Ils profitèrent de la marche pour s'arrêter derrière le reste des barbelés, depuis longtemps écroulés, qui marquaient le début du terrain de la cabane hurlante. Elle était restée là, abîmée par les années, de plus en plus. Maintenant, ses murs fragiles, ses escaliers à moitié détruits et ses sols troués la rendait bien trop dangereuse à explorer. Ils s'étaient promis, avec Ron et Hermione, de la remettre en état un jour. Les années étaient passées.

— On devrait vraiment faire quelque chose, non ? Pas pour la postérité, précisa Hermione. Seulement, il y a un passage secret qui mène à cette cabane et nos enfants sont à Poudlard. Soyons réalistes, je doute qu'ils soient assez sages pour ne pas tenter leur chance.

Harry grimaça un peu. Il aurait aimé lui dire le contraire mais c'était assez évident : James ne tarderait pas à explorer le château plus en profondeur, et les histoires que lui avaient raconté ses parents constituaient déjà des indices bien trop évident pour qu'il passe à côté. Il hocha donc la tête pour approuver Hermione.

— Effectivement. Pourquoi pas cette année ? Nos ainés sont tous à Poudlard, autant en profiter. Je suis sûr qu'on peut trouver un peu de temps pour ça… Mais il va nous falloir quelqu'un qui s'y connait, si on s'en occupe tous les trois on ne s'en sortira jamais. Je veux dire, explique Harry, toi tu as sûrement des connaissances théoriques, mais quand il va s'agir de nous donner des ordres à Ron et moi, on va se disperser comme des enfants.

Ils contemplèrent encore la cabane, pendant de longues minutes, puis Hermione posa sa main sur le bras de Harry, et il réalisa qu'il était le seul à s'être perdu dans ses pensées. Il avait simplement revu les événements de cette nuit-là, et il trouvait ironique, maintenant, que l'endroit où il avait enfin vu le vrai visage de Severus Rogue soit justement l'endroit où il avait vu les vrais visages de Sirius, Remus et Peter Pettigrew.

— Est-ce qu'il te manque ?

— Difficile à dire. On ne peut pas dire que le professeur Rogue et moi ayons des raisons de nous manquer. Simplement, je regrette de ne pas avoir pu le connaître, à travers un autre prisme.

Il tourna les yeux vers Hermione, qui souriait légèrement, et Harry se dit qu'elle ne parlait sans doute pas de Rogue lorsqu'elle avait posé sa question, mais plutôt de Sirius. C'était bien plus logique. Il préféra ne pas souligner le quiproquo et reprit simplement sa marche.
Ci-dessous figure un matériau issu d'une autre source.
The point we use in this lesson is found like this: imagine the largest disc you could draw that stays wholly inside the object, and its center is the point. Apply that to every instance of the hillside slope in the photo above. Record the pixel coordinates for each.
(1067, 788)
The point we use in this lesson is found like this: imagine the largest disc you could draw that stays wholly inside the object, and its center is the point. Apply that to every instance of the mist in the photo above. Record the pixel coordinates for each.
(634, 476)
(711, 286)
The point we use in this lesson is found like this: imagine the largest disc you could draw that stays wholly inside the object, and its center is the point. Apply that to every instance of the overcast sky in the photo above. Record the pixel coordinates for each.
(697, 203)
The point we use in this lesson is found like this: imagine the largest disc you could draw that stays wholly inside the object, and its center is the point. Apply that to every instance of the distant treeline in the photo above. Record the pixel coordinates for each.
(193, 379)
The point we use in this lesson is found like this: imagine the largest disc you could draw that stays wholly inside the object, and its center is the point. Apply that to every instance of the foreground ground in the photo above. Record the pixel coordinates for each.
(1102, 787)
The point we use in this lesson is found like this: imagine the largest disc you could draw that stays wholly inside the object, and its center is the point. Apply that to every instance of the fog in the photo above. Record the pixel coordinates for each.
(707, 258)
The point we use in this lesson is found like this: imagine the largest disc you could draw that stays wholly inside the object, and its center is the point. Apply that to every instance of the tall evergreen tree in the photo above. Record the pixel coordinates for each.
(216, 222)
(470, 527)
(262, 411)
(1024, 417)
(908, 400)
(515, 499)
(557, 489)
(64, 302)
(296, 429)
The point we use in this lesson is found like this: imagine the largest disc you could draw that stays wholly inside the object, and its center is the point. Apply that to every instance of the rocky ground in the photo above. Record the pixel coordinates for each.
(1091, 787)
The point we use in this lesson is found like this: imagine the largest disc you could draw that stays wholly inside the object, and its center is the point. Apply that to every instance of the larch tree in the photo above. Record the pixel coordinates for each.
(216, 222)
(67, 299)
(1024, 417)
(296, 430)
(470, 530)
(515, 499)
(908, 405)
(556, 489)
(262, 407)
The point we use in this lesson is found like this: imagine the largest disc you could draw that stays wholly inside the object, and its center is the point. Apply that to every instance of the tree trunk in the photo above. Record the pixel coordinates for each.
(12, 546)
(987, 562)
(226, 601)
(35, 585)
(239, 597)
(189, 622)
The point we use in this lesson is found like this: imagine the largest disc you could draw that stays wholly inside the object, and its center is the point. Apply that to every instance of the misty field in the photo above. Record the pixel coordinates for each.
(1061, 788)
Arrivés aux abords du village, ils décidèrent de transplaner, en escorte pour ne pas risquer un accident, et c'est Harry qui s'occupa de les guider. Hermione s'accrocha fermement à son bras. Une seconde plus tard, le monde cessait de tourner et découvrait sous leurs yeux le pont et la massive silhouette que dessinait Poudlard sur le ciel qui s'assombrissait déjà.